De « l’informel » à « l’entre-deux »
La reconnaissance tacite du régime foncier coutumier, les stratégies d’accession à la propriété foncière et les pratiques qui leur sont associées rendent problématique la façon de désigner ces quartiers et amènent une multiplication des qualificatifs. Du point de vue de la filière étatique de production de l’espace urbain, ces quartiers sont « informels », car ils résultent de filières coutumières non formelles. Suivant le processus de la légalisation du tissu urbain, ils sont considérés comme des quartiers « non lotis ». Les Ouagalais, les autorités et certains auteurs parlent également de « quartiers spontanés » (Jaglin, 1995). Mais ces quartiers ne sont pas construits en un temps relativement court par l’invasion d’espaces suburbains sans aucune forme de négociation et/ou accord préalable avec les propriétaires terriens, comme cela peut se faire dans d’autres villes de l’Amérique Latine et de Turquie (Prat, 1996). Au contraire, ils résultent de filières établies, constituées d’acquéreurs, d’intermédiaires et de propriétaires terriens, aboutissant à l’établissement d’un accord, bien qu’il soit généralement verbal. Au total, faire appel à « l’entre-deux » pour qualifier les quartiers non cadastrés de Ouagadougou pourrait permettre de mieux rendre compte du double régime juridique et foncier qui les caractérise. La préposition « entre » qualifie ici des espaces « à la fois » soumis au régime étatique et au régime coutumier. Elle sert également à désigner l’état de transition « administrative » de ces quartiers vers la ville légale, du coutumier vers l’étatique : effective à certaines époques, la transition tend à s’installer dans bien des cas. Au-delà, l’expression révèle surtout la complexité des jeux d’acteurs dans la production et la pérennisation du foncier à Ouagadougou et pourrait s’employer dans d’autres espaces urbains burkinabés et africains.

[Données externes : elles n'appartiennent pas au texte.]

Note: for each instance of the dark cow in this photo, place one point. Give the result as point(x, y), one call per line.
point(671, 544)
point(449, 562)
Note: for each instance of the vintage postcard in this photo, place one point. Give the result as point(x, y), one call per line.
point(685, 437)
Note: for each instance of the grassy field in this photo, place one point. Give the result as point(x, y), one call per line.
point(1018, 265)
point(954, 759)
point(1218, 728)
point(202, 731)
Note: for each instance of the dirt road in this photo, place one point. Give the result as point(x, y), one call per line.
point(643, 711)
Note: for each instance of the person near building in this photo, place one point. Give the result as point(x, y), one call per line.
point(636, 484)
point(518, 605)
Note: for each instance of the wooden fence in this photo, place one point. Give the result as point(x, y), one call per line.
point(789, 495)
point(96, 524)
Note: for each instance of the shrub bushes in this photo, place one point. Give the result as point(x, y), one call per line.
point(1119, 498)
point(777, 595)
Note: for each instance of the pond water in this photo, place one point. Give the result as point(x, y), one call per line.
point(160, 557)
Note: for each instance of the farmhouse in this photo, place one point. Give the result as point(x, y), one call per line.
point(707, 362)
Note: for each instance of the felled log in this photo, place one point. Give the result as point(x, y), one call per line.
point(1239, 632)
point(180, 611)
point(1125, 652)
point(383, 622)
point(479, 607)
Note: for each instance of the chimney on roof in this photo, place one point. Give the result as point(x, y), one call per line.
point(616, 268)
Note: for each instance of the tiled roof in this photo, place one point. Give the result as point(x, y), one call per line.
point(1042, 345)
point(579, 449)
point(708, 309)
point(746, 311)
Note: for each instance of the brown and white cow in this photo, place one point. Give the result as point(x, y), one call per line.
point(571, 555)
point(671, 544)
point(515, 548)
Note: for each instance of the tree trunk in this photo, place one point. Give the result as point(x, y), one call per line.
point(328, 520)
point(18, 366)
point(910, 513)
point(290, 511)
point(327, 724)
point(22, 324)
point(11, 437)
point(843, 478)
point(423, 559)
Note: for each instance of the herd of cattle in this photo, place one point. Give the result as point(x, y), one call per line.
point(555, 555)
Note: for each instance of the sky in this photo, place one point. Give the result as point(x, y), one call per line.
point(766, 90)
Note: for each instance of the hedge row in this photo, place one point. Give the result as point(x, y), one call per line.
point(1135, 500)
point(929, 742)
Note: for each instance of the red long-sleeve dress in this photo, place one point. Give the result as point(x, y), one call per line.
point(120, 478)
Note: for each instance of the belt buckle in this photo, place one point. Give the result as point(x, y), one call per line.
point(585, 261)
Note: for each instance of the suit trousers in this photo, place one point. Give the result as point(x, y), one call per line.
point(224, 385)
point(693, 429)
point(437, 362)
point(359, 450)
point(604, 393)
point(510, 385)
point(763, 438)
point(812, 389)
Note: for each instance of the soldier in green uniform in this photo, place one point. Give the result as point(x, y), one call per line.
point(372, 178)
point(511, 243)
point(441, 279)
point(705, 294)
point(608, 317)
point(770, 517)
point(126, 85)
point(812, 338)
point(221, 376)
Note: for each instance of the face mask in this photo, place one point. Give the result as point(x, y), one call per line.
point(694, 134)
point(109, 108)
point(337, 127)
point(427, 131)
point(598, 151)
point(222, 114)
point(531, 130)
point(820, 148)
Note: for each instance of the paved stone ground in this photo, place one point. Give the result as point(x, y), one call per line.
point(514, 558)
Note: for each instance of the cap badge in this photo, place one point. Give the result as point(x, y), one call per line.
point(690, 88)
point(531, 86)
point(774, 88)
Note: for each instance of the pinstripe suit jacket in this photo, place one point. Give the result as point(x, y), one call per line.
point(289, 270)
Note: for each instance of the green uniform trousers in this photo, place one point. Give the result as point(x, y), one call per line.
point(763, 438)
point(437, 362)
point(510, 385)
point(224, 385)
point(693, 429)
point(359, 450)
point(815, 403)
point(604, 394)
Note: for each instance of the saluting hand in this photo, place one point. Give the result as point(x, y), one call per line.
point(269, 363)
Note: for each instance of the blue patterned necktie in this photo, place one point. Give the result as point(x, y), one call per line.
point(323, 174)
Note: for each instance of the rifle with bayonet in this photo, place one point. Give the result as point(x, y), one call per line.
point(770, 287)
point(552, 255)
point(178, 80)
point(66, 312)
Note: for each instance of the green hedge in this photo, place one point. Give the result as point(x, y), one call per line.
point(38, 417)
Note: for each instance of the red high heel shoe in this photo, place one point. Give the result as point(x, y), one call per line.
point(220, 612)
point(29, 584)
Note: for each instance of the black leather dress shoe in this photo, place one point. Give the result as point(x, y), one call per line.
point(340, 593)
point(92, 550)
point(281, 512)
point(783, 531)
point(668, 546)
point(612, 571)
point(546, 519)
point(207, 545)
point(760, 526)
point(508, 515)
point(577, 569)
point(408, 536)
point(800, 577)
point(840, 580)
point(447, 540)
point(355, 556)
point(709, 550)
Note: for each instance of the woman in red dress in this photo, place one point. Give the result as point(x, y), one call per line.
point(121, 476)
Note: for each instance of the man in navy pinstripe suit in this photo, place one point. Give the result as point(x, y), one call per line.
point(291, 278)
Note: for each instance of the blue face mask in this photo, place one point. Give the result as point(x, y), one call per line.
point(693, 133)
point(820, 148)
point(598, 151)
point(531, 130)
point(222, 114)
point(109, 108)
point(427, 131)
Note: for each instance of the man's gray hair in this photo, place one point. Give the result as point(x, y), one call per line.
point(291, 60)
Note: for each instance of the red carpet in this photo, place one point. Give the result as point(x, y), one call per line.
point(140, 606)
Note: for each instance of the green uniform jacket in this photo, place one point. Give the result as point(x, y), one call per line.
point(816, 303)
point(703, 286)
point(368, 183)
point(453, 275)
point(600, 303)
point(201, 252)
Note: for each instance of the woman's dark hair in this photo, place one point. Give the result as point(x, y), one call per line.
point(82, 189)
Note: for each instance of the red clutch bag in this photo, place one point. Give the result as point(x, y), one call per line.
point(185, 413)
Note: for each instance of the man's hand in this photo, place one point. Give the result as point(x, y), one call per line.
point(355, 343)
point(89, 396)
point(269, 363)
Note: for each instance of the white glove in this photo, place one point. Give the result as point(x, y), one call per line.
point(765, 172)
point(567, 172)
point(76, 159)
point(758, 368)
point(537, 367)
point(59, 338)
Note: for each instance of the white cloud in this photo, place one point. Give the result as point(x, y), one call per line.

L’entre-deux comme « ni » « ni » facteur de marginalisation
L’analyse des politiques urbaines en interaction avec le régime foncier coutumier dans la production de l’espace urbain ouagalais a permis de comprendre sa stratification au fil des années en quartiers formels et informels. Mais la limite entre ces deux types de quartiers demeure physiquement floue. Le recours à la statistique révèle la particularité des quartiers informels à travers l’analyse de l’accès aux services de base, notamment les services publics en réseau (eau, électricité) et le système de collecte des déchets. Les quartiers informels se définissent alors par rapport aux quartiers formels de la ville et aux espaces ruraux alentours.
Le propos est ici illustré par une comparaison des quartiers lotis et non lotis de l’OPO avec le milieu rural. Les données sur le milieu rural proviennent de l’Enquête Démographique et de Santé (EDS) de2010, et celles de l’OPO proviennent de la mise à jour réalisée entre mai et novembre 2009. Les ménages de l’OPO sont au nombre de 19 167 dont 8 018 en quartiers lotis et 11 149 en quartiers non lotis.

L’accès à l’eau
La figure 2 décrit les sources d’approvisionnement en eau à Ouagadougou selon les zones d’habitation. Dans les quartiers lotis de l’OPO, 47% des ménages s’approvisionnent en eau potable à travers les branchements individuels à domicile et 36,6% au niveau des bornes fontaines. A l’inverse, dans les quartiers informels, les bornes fontaines constituent la source principale d’approvisionnement des résidents, utilisées par 70% des ménages, tandis que 11,7% des ménages s’approvisionnent au niveau des forages et seuls 2,8% ont accès au branchement individuel à domicile. En milieu rural, où les forages se substituent aux bornes fontaines, la situation est sensiblement la même que dans les quartiers informels de Ouagadougou et aucun résident ne dispose de branchement individuel. Sur le plan de l’approvisionnement en eau, les quartiers informels se rapprochent donc du milieu rural.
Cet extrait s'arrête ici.